BTCC has developed a free course, called ‘Building a Grassroots Community’ based on its own experiences, which helps participants work towards building resilient communities, share ideas and learn from each.
Why table tennis?
Tim says it is universal - even when you don’t speak the same language, you are close enough to your opponent to make eye contact, to smile, and to communicate through body language.
You can improve very quickly so you are soon invested in it. It’s fun and works on every level, from the weakest to the strongest.
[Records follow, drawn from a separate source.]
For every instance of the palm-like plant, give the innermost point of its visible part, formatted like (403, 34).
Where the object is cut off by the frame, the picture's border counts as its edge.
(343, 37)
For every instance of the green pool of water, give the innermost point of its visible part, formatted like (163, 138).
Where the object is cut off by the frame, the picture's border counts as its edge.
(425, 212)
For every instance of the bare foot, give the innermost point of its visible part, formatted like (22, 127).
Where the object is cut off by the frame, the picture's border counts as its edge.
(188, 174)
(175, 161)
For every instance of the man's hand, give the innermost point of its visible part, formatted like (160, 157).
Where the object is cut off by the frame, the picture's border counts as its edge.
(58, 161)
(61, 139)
“When people pick up a table tennis bat you can visibly see them leaving the baggage that they brought with them behind. This could be anything from a child who has been bullied on social media, a homeless person worried about where they will sleep tonight, a prisoner that knows he will go back to his cell and be locked up again, to family members killed back home in Syria.
“I always think about Za’atari and that table in a house with a scarf as a net. If they can play AllStars TT as part of a shared experience, it is so exciting for us and the club. It’s grassroots, it’s free, it’s bottom up.”
The views and opinions expressed by any Fellow are those of the Fellow and not of the Churchill Fellowship or its partners, which have no responsibility or liability for any part of them.